This symbol :|r| by r The absolute value of , |-5| = 5

4.2.4 API
  • from scipy.stats import pearsonr
    • x : (N,) array_like
    • y : (N,) array_like Returns: (Pearson’s correlation coefficient, p-value)
4.2.5 Case study : Correlation calculation of financial indicators of stocks

We just calculated the correlation of these indexes of the stock , Suppose we use

factor = ['pe_ratio','pb_ratio','market_cap','return_on_asset_net_profit','du_return_on_equity','ev','earnings_per_share','revenue','total_expense']

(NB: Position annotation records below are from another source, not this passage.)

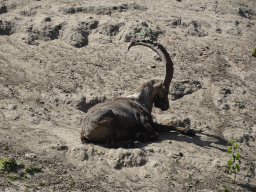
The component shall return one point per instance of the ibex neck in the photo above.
(144, 96)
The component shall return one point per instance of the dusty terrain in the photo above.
(59, 59)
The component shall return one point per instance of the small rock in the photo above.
(61, 148)
(239, 10)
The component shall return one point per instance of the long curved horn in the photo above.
(165, 57)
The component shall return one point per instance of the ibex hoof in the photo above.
(189, 132)
(137, 144)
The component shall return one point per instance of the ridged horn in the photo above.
(164, 55)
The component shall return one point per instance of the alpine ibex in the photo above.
(123, 121)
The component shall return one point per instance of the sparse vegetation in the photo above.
(12, 177)
(240, 104)
(72, 183)
(254, 52)
(6, 148)
(233, 164)
(6, 164)
(31, 168)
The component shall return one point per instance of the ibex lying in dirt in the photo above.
(124, 121)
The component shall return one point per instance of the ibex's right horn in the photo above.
(165, 57)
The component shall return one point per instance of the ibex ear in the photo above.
(158, 84)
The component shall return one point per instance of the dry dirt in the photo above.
(58, 59)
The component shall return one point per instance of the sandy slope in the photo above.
(59, 59)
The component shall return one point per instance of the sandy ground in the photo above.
(59, 59)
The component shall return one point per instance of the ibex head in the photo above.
(161, 89)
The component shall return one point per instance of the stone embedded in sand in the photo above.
(30, 155)
(180, 88)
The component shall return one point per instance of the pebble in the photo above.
(30, 155)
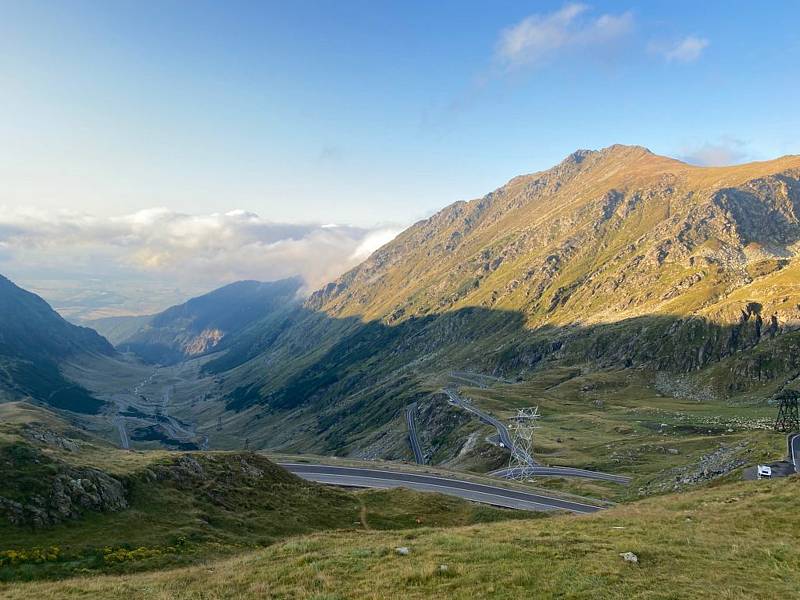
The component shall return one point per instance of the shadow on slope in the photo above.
(356, 376)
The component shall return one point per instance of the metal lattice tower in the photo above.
(522, 428)
(788, 412)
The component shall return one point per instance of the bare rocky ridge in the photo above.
(616, 258)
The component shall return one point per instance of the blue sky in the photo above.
(371, 112)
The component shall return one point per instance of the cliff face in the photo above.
(608, 237)
(615, 258)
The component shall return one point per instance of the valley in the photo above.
(647, 308)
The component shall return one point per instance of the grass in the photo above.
(616, 421)
(177, 516)
(729, 541)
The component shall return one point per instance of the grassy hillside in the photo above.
(730, 541)
(202, 324)
(70, 504)
(34, 342)
(614, 260)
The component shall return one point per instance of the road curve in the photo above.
(411, 422)
(502, 430)
(794, 450)
(476, 492)
(564, 472)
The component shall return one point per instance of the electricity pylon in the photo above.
(522, 427)
(788, 412)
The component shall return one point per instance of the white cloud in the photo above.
(539, 37)
(726, 151)
(685, 50)
(201, 250)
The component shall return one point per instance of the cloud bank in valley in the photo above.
(196, 251)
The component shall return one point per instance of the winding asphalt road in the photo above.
(502, 430)
(541, 471)
(533, 468)
(794, 450)
(411, 421)
(476, 492)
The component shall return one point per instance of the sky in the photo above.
(205, 117)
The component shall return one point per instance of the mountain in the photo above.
(202, 324)
(34, 341)
(616, 258)
(118, 329)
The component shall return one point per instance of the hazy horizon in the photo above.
(154, 152)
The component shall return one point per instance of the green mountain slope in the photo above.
(734, 541)
(612, 259)
(34, 340)
(202, 324)
(71, 503)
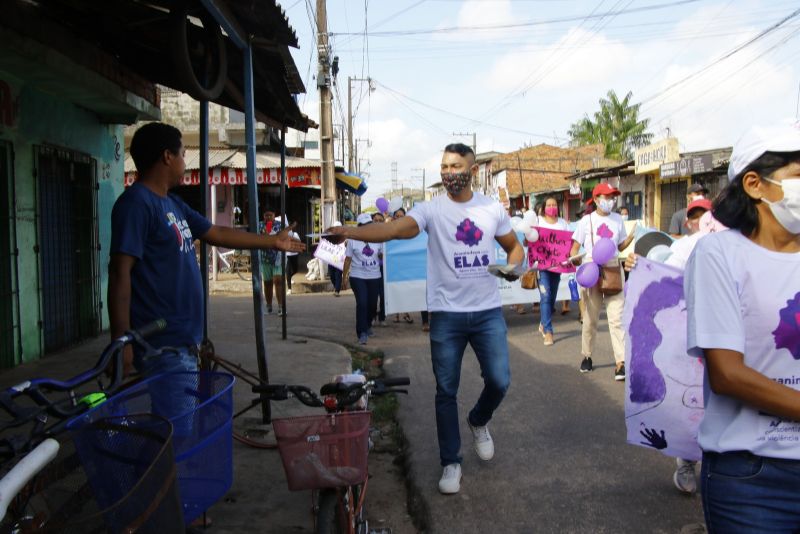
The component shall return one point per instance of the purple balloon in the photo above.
(603, 251)
(588, 274)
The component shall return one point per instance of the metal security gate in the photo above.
(68, 244)
(673, 198)
(9, 281)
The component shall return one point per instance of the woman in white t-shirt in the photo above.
(742, 290)
(363, 267)
(549, 280)
(599, 224)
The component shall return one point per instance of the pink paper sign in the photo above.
(552, 248)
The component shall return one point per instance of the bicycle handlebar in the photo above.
(36, 389)
(102, 364)
(346, 394)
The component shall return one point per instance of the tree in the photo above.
(616, 125)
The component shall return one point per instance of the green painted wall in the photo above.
(44, 119)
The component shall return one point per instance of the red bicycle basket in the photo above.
(323, 451)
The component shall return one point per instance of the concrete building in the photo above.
(68, 84)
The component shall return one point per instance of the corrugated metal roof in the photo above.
(235, 158)
(271, 160)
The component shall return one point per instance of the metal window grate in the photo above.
(68, 244)
(10, 333)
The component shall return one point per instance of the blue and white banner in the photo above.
(405, 271)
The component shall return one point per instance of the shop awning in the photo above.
(351, 182)
(228, 166)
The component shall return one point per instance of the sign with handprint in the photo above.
(664, 387)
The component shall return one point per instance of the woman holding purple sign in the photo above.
(548, 279)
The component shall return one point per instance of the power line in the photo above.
(454, 29)
(727, 55)
(440, 110)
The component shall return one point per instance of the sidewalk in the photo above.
(259, 500)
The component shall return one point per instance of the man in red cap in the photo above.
(599, 224)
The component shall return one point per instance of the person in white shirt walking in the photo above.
(549, 280)
(362, 267)
(742, 289)
(462, 297)
(599, 224)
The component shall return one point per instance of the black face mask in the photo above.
(455, 182)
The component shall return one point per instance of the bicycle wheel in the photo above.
(329, 513)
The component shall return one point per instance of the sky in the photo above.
(520, 72)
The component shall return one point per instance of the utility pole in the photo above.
(474, 139)
(424, 198)
(328, 189)
(352, 161)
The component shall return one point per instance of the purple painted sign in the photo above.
(550, 250)
(664, 387)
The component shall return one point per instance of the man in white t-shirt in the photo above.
(602, 223)
(462, 298)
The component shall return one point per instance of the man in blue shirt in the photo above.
(153, 272)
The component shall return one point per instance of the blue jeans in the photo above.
(336, 277)
(171, 399)
(381, 301)
(548, 288)
(743, 492)
(366, 293)
(485, 331)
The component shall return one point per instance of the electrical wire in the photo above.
(455, 29)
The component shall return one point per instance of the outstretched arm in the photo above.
(402, 228)
(512, 247)
(223, 236)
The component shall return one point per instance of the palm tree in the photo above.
(616, 125)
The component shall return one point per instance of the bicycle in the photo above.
(55, 486)
(328, 453)
(232, 261)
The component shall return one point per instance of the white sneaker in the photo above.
(482, 440)
(684, 478)
(451, 479)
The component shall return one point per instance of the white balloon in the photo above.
(530, 218)
(659, 253)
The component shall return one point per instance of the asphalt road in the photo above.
(562, 463)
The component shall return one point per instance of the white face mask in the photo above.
(787, 210)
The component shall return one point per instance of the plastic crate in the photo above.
(200, 406)
(323, 451)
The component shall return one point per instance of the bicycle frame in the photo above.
(339, 396)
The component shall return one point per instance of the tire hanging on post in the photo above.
(212, 53)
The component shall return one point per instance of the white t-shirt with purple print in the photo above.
(745, 298)
(364, 259)
(461, 245)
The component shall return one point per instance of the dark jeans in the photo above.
(743, 492)
(381, 302)
(485, 331)
(336, 277)
(291, 269)
(366, 292)
(548, 288)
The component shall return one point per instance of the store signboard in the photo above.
(687, 166)
(650, 158)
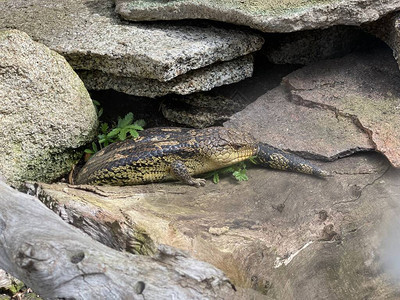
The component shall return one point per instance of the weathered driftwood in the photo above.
(283, 235)
(59, 261)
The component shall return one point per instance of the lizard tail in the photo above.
(274, 158)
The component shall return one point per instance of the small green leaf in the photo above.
(240, 175)
(140, 123)
(127, 120)
(216, 177)
(135, 127)
(100, 112)
(94, 147)
(122, 134)
(253, 160)
(134, 133)
(113, 132)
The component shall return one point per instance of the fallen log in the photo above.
(58, 261)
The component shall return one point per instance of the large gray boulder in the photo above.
(45, 111)
(91, 36)
(268, 16)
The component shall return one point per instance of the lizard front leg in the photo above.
(179, 171)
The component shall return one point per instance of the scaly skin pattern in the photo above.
(162, 154)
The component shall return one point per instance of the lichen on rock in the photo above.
(45, 111)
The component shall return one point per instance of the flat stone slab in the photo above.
(286, 235)
(202, 79)
(332, 108)
(264, 15)
(92, 37)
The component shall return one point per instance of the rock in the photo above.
(388, 30)
(332, 108)
(362, 87)
(309, 46)
(5, 280)
(286, 235)
(202, 79)
(45, 111)
(199, 110)
(268, 16)
(92, 37)
(212, 108)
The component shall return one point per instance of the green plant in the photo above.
(239, 171)
(124, 128)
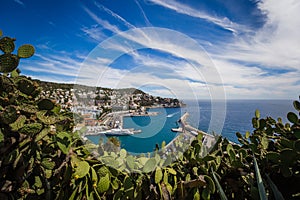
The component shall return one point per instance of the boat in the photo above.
(176, 129)
(171, 115)
(117, 132)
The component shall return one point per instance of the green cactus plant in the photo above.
(26, 51)
(8, 62)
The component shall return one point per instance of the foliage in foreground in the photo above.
(40, 157)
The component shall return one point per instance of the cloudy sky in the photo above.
(246, 49)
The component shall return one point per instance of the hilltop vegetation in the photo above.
(41, 158)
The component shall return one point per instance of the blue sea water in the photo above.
(156, 129)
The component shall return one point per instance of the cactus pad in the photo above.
(8, 63)
(25, 51)
(103, 184)
(31, 129)
(25, 86)
(9, 115)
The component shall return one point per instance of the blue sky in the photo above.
(246, 49)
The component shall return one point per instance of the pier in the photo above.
(189, 132)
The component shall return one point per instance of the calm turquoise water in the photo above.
(156, 129)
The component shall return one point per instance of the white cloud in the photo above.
(103, 23)
(115, 15)
(186, 10)
(273, 53)
(273, 47)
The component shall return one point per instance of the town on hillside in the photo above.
(100, 109)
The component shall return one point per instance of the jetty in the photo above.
(189, 132)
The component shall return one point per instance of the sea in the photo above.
(225, 118)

Two of these features are calculated , Get some characteristics with high correlation

 Insert picture description here

  • analysis
    • The correlation between two features is calculated
import pandas as pd
from scipy.stats import pearsonr

def pearsonr_demo():
    """  Calculation of correlation coefficient  :return: None """
    data = pd.read_csv("factor_returns.csv")

    factor = ['pe_ratio', 'pb_ratio', 'market_cap', 'return_on_asset_net_profit', 'du_return_on_equity', 'ev',
              'earnings_per_share', 'revenue', 'total_expense']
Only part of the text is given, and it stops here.